Discussion
OS has distinct subtypes including TOS, small cell osteosarcoma, low-grade central osteosarcoma, parosteal osteosarcoma, periosteal osteosarcoma, high-grade surface osteosarcoma, chondroblastic osteosarcoma, and pagetic osteosarcoma.2 TOS is a rare subtype of OS that accounts for approximately 1% of OS.3 It often occurs in the metaphysal area of long bones including, the distal femur (41.6%), proximal tibia (16.9%) and proximal humerus (9.2%).4 The incidence of TOS in pelvis is rare, only 3.1%.5 The most common symptoms of TOS included a local pain, swelling, and tenderness in the affected bone area.6 Although our patient had a limp for two years, the absence of pain delayed her presentation and the diagnosis.
The characteristic radiological features of TOS are aggressive-asymmetric expansion, tumour ossification (fluffy, cloud-like) and osteolytic lesion with a permeative destruction with rapid growth tumour and visually minimal peripheral sclerosis.2 A CT scan is an accurate tool to detect peripheral mineralization and septal enhancement within TOS. MRI is the investigation of choice to identify vascular spaces and fluid- fluid levels within the tumour.2 Histologically, TOS is often composed of blood-filled or empty cystic spaces resembling ABC, and sometimes this similarity results in misdiagnosis.
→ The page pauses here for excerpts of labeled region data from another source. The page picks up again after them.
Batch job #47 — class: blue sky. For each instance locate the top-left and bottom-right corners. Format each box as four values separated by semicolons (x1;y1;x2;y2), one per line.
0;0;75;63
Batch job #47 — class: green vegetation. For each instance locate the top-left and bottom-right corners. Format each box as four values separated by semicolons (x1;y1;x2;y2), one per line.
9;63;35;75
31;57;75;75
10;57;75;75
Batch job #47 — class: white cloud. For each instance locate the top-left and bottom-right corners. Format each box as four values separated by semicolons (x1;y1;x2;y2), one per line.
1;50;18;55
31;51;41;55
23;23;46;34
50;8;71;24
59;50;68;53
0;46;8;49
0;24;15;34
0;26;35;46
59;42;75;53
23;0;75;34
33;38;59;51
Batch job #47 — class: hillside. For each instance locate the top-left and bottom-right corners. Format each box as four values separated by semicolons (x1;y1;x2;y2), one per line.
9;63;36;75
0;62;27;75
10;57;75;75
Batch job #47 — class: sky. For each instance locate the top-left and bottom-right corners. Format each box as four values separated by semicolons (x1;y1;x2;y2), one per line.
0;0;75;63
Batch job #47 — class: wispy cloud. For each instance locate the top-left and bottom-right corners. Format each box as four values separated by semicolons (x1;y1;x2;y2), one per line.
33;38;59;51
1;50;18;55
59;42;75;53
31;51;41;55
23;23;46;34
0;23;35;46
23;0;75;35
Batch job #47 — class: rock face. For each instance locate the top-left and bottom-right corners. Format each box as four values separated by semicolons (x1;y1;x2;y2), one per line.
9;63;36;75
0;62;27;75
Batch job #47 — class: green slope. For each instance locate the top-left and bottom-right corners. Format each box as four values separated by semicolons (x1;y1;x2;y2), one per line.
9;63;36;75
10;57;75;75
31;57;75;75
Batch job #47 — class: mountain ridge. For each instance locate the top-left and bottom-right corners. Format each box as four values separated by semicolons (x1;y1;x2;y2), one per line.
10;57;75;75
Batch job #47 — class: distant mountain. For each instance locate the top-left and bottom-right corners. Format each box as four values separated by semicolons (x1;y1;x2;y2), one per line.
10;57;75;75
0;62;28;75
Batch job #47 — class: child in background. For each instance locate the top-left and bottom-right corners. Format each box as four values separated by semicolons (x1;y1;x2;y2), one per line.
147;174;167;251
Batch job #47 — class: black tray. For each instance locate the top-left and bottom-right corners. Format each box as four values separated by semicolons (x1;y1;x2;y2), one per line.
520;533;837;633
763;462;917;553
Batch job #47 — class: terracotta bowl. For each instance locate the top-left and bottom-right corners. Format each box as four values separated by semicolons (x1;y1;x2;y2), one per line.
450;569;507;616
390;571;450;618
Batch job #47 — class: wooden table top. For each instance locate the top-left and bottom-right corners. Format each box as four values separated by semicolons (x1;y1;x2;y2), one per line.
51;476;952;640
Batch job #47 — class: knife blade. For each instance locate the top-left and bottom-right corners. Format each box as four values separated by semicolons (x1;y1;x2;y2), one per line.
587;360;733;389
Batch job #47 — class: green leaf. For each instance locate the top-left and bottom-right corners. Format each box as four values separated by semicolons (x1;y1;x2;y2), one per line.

Blood-filled spaces mimic pseudo vascular spaces within the tumour. The septa are populated by a mixture of malignant osteoid producing OS cells and osteoclast like multinucleate giant cells.1
TOS patients often present with multiple lung metastasis at the time of diagnosis, particularly when the diagnosis has been delayed for 2 years.7, 8 our patient showed no lung metastasis. She has diabetes, was taking daily Metformin. According to some studies Metformin inhibits metastasis and cell proliferation in MG63 and U2-OS OS cell lines. 9, 10 However, this effect remains unproven in the clinical setting.
The common treatment for TOS is a combination of neoadjuvant chemotherapy followed by limb-salvage surgery.11 Most patients who received chemotherapy and post-surgery radiotherapy for contaminated margins developed multiple lung or liver metastases and died.8 The prognosis of TOS was initially very poor, because of misdiagnosis or delayed diagnosis. The 10-year survival rate of people with TOS is approximately 60%, early diagnosis in TOS with an appropriate treatment is crucial for disease-free survival.7, 8
Normally, sarcoma patients present either with pain or a mass, but not in this instance, indicating that limited mobility can be an important presenting symptom. TOS remains an enigma, labelled an OS because of the osteoid producing malignant cells, the distinguishing features of vascular lakes and abundant multinucleate osteoclast -like giant cells characterise TOS histopathology. There is a need to investigate the underlying mechanism of TOS to understand pathophysiology and ontology of this rare sarcoma.